Dimethylation of histone H3 lysine 9 (H3K9m2) and trimethylation of histone H3 lysine 27 (H3K27m3) are two hallmarks of transcriptional repression in many organisms. In Arabidopsis thaliana, H3K27m3 is targeted by Polycomb Group (PcG) proteins and is associated with silent protein-coding genes, while H3K9m2 is correlated with DNA methylation and is associated with transposons and repetitive sequences.
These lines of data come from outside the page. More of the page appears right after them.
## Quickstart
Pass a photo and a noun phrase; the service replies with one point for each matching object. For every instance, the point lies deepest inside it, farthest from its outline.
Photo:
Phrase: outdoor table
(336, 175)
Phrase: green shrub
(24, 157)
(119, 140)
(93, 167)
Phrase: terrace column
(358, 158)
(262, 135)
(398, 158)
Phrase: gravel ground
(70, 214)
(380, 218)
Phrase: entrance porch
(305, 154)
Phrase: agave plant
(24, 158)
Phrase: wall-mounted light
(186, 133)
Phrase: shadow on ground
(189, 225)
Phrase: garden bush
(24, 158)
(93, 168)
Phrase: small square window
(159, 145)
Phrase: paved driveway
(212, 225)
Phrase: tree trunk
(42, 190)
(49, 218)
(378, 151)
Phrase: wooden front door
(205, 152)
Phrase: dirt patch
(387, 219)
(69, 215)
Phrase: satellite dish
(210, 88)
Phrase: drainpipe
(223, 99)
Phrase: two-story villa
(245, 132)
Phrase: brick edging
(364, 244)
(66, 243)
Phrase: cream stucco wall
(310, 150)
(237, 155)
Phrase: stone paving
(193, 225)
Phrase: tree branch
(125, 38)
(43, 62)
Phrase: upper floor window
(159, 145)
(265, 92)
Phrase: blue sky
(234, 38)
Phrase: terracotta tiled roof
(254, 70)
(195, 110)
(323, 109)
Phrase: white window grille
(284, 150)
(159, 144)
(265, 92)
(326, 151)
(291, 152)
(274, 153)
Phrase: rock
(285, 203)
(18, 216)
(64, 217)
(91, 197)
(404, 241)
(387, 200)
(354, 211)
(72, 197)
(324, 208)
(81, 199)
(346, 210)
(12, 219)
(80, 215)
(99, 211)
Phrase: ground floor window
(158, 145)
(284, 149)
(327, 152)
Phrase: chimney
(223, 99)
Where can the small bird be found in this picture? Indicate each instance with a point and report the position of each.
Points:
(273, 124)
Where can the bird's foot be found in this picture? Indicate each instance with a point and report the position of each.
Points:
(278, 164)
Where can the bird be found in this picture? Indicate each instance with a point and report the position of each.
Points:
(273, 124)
Recently, ectopic genic DNA methylation in the CHG context (where H is any base except G) has been observed in globally DNA hypomethylated mutants such as met1, but neither the nature of the hypermethylated loci nor the biological significance of this epigenetic phenomenon have been investigated. Here, we generated high-resolution, genome-wide maps of both H3K9m2 and H3K27m3 in wild-type and met1 plants, which we integrated with transcriptional data, to explore the relationships between these two marks. We found that ectopic H3K9m2 observed in met1 can be due to defects in IBM1-mediated H3K9m2 demethylation at some sites, but most importantly targets H3K27m3-marked genes, suggesting an interplay between these two silencing marks. Furthermore, H3K9m2/DNA-hypermethylation at these PcG targets in met1 is coupled with a decrease in H3K27m3 marks, whereas CG/H3K9m2 hypomethylated transposons become ectopically H3K27m3 hypermethylated. Our results bear interesting similarities with cancer cells, which show global losses of DNA methylation but ectopic hypermethylation of genes previously marked by H3K27m3.